I was on track until early March when my reading pace slowed down. April was even a slower month reading-wise and GoodReads now cheerily reminds me I am quite behind.
I thought for a second of changing those 100 books to something more ‘doable’… like halving them.. I reasoned with ‘nobody knows, nobody notices’. That thought of avoiding a potential reading failure brought me a sense of relief. Interesting, isn’t it?
And then I though: “hang on a second. Someone will know. I will know.” And I may use that in future against myself. I could be very crafty when needed.
So I took a deep breath and accepted that I am quite likely to fail. I may get close, I may not or I may even successfully complete it. What is the worst that will happen? Well, I won’t meet my own expectations, that’s all.
What’s interesting about us not meeting our expectations is usually what we make it mean. It’s the stories we spin, especially if we make them about us, not our efforts.
Have you ever beaten yourself up after a certain “failure“? Have you talked to yourself harshly and has it demotivated you? Have you played it safe for a bit afterwards? Been there, done that.. many times.
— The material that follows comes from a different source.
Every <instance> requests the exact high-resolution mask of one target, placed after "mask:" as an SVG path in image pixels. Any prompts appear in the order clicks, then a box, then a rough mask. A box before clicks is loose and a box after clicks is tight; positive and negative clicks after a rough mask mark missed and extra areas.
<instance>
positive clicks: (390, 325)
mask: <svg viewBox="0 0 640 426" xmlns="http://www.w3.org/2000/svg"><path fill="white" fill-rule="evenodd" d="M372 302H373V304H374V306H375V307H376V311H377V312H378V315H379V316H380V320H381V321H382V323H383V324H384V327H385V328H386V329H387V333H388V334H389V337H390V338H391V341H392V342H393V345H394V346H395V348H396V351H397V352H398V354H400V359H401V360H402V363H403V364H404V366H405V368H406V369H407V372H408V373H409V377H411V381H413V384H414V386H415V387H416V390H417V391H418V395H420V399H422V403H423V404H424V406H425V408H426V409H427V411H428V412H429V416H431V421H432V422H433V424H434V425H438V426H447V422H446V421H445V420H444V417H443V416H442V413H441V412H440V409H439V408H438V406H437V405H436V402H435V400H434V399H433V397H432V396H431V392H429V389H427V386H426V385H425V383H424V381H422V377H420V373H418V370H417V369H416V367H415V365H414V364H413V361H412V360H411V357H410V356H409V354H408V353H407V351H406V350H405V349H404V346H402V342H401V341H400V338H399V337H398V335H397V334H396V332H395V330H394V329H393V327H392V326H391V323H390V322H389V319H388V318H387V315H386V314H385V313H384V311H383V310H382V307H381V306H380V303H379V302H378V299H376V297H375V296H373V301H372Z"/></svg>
I just read an interesting article that we should aspire to fail daily. So we become “good at it” and are willing to grow even more as we are willing to get involved in uncertain, uncontrollable scenarios. I love control. As a “recovering perfectionist” I’m learning how to let go. And it’s sometimes tough as this particular challenge reminded me. I guess I can now appreciate the effort vs the outcome. And that’s progress. Even though it sometimes doesn’t feel like it.
Do you have a reading challenge that is going breezily? How would you feel about doubling it?
You may say: come on, I won’t complete it then.
My answer? That’s exactly the point.
You don’t of course have to, especially if you are already being challenged with your current reading challenge as it is. I’m also not suggesting it so I am feeling better about my own challenge. It’s just a suggestion – what’s more interesting is to perhaps observe what thought popped in your head when I made that suggestion. That’s where the work usually starts..
I want us all to be comfortable with failing. I want to cheer each and every one of us when certain expectations of ours are not met. Let’s dare greatly and pick each other up when we fall.
Whatever you decide to do, I do wish you well in your challenge and sincerely hope you are having a very enjoyable reading year. 📚 💕
What do you think about Reading Challenges?
- Do you have one?
- If you do: how is it going?
And how do you feel about failing / not meeting your expectations about reading challenges or any other aspirations of yours?